Weinig bands van dit moment klinken zo sensueel als My Baby (zaterdag, Hotot). Frontvrouw Cato van Dijck bezweert met haar fijne gitaarwerk en imponerende stem als een ware voodoopriesteres het publiek. Dansbaar, speels maar bij vlagen heel venijnig. Zo horen we het graag. [PG]
Singer-songwriter Rhodes (zaterdag, Fuzzy Lop) staat een stuk zelfverzekerder (lees: arroganter) op het podium dan de eerste keer dat ik hem zag optreden tijdens het Best Kept Secret Festival vorig jaar. Met zijn theatrale roze zonnebril (gast, het regent buiten en je staat in een tent) en ingestudeerde ‘thank you só much’-slogan wint hij weinig extra fans vanmiddag. Gelukkig kan Rhodes waanzinnig goed zingen en weet hij puur daarmee ieders aandacht vast te houden. [JE]
De soundtracks van The Cinematic Orchestra (zaterdag, Teddy Widder) komen een stuk minder groots binnen dan de programmamakers van Down The Rabbit Hole hadden gehoopt. De filmische jazzband maakt prachtig meeslepende muziek en Breathe zorgt altijd voor kippenvel, maar als bij To Build A Home (oorspronkelijk in samenwerking met Patrick Watson) de zanger al zittend het nummer verkracht in een nietszeggende, saaie versie, snap je direct waarom de tent aan het eind van de show leger is dan toen ze begonnen met spelen. Regenbui of niet. [JE]
Op een festival waar toch de nadruk ligt op de wat alternatievere namen, springt de aanwezigheid van de Londense soul/R&B-zangeres Lianne La Havas (zaterdag, Hotot) behoorlijk in het oog. Dat is op zich natuurlijk prima, maar de erg cleane en brave performance en dito liedjes van La Havas werken na een tijdje toch wel een beetje op de zenuwen. [MC]
Kovacs (zondag, Teddy Widder) speelde eerder deze week nog op Glastonbury. Toch lijkt Sharon Kovacs vandaag een beetje geïmponeerd door de grote tent waarin ze speelt. Ze lijkt een beetje nerveus en heeft wat minder contact met het publiek dan normaal.

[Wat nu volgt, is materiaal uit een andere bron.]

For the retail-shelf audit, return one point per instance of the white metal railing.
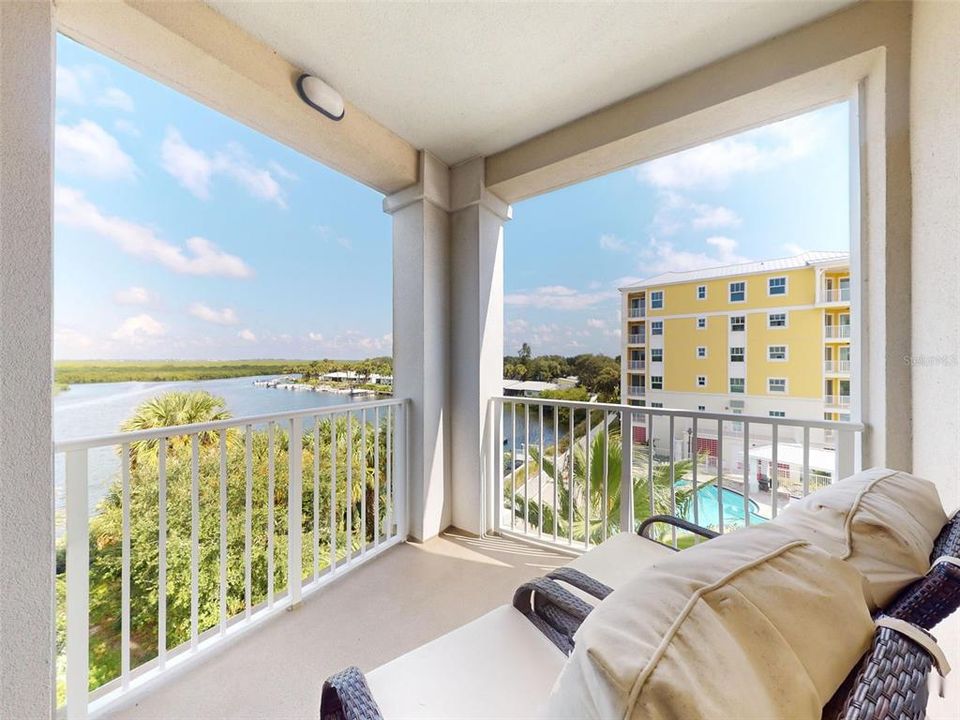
(842, 401)
(659, 461)
(835, 295)
(837, 331)
(836, 366)
(175, 466)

Dat heeft overigens geen uitwerking op de muzikale kwaliteiten van de zangeres, die ervoor zorgen dat haar publiek zich voor even in een James Bond-film waant. [PG]

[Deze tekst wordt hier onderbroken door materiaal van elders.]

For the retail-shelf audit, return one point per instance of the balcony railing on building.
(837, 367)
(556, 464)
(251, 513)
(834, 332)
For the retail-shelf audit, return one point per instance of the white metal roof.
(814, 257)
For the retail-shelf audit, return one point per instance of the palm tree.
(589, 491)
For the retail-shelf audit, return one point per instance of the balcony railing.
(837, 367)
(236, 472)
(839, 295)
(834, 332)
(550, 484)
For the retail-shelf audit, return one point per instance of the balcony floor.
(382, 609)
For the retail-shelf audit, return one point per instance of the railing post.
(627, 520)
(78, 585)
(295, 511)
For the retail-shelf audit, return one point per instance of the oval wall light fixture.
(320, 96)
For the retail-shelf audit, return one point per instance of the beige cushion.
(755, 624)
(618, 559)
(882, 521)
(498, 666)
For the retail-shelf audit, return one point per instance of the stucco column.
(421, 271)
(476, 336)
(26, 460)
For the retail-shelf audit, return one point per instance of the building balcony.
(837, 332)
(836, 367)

Sinds Eurosonic dit jaar wordt Nothing But Thieves (zondag, Hotot) een grote toekomst voorspeld. De redelijk harde, maar wel toegankelijke rock van deze band heeft ook de potentie om ooit stadions te vullen. Dan moeten de songs overigens wel wat interessanter worden, want echt knallen wil het niet op DTRH. [PG]
Tof bandje, dat The Sore Losers (zondag, Fuzzy Lop). Deze Belgische formatie houdt overduidelijk wel erg veel van (garage)seventiesrock in het straatje van bijvoorbeeld MC5, maar presenteert dat met zoveel kunde en plezier dat dat lichte gebrek aan een eigen smoel totaal niet erg is. Gewoon gas erop is het motto, en da’s ook wel eens lekker. [MC]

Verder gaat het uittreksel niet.